Catastrophe ? Vous avez dit catastrophe ? À l’évidence, En pleine tempête doit être rangé dans cette catégorie de films. Fidèle aux canons du genre, Wolfgang Petersen (auquel on doit quelques chefs d’œuvres de la trempe de Air force one) procède par étapes scrupuleusement calibrées. Avant toute chose, la présentation de chaque personnage afin de permettre au spectateur de parfaitement s’identifier à leurs malheurs ultérieurs. On en profite au passage pour glisser un ou deux rôles antipathiques dont on pourra découvrir par la suite qu’ils sont, finalement, des types biens, de bons américains (on y reviendra). Les personnages étant plantés, on lance l’action sur une longue série "d’évènements" positifs pour endormir la méfiance du cinéphile non-averti (ceux qui ne se rappellent plus le titre du film qu’ils sont en train de regarder). Et là, brutalement, sans prévenir, on plonge tout notre petit monde dans un cataclysme effroyable : la tempête du siècle, en pleine mer. Enfin, comme on ne se lasse pas de prouver son patriotisme, on glisse une seconde histoire (totalement hors du propos initial et grossièrement ajoutée au scénario) montrant en long, en large et en travers, l’héroïsme des sauveteurs de la glorieuse Navy… qui passent d’ailleurs le plus clair de leur temps à se sauver entre eux !

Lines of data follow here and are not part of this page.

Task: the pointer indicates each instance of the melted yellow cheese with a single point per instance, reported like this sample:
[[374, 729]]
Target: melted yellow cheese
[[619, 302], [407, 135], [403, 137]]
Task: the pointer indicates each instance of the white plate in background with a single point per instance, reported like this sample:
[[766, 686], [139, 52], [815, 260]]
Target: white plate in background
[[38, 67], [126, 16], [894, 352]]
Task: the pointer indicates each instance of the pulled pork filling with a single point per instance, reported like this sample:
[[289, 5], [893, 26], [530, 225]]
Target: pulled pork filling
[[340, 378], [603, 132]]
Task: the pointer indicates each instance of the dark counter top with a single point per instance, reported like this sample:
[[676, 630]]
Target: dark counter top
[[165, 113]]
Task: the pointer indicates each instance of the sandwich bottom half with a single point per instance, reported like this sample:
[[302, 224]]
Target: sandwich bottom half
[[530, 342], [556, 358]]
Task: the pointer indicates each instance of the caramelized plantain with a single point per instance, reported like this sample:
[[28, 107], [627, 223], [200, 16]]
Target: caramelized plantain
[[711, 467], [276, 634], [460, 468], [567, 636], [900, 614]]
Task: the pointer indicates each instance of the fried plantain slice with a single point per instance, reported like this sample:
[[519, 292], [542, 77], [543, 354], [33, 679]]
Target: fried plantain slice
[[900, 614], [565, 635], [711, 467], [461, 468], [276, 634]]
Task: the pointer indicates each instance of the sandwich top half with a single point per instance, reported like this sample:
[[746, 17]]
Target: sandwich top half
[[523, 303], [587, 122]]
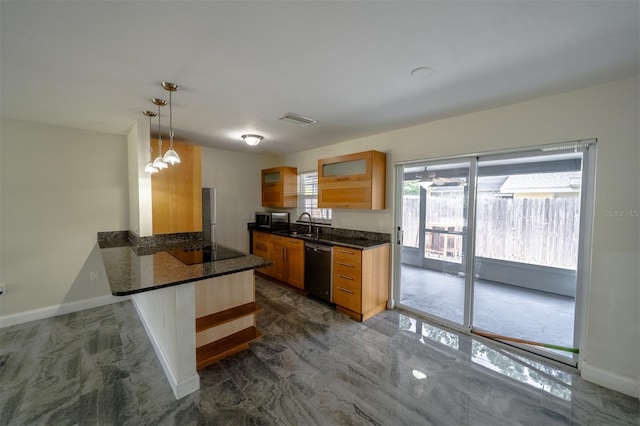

A l’arrivée, on obtient un film dont les effets spéciaux sont, certes, spectaculaires (merci George Lucas), mais auquel on n’arrive pas à s’attacher tant les ficelles sont grosses et les ressorts dramatiques prévisibles. Il faut attendre le dernier quart d’heure pour découvrir la seule véritable surprise de ce produit aseptisé. Mais impossible d’en dire plus ici sans trahir la confiance du lecteur attentif.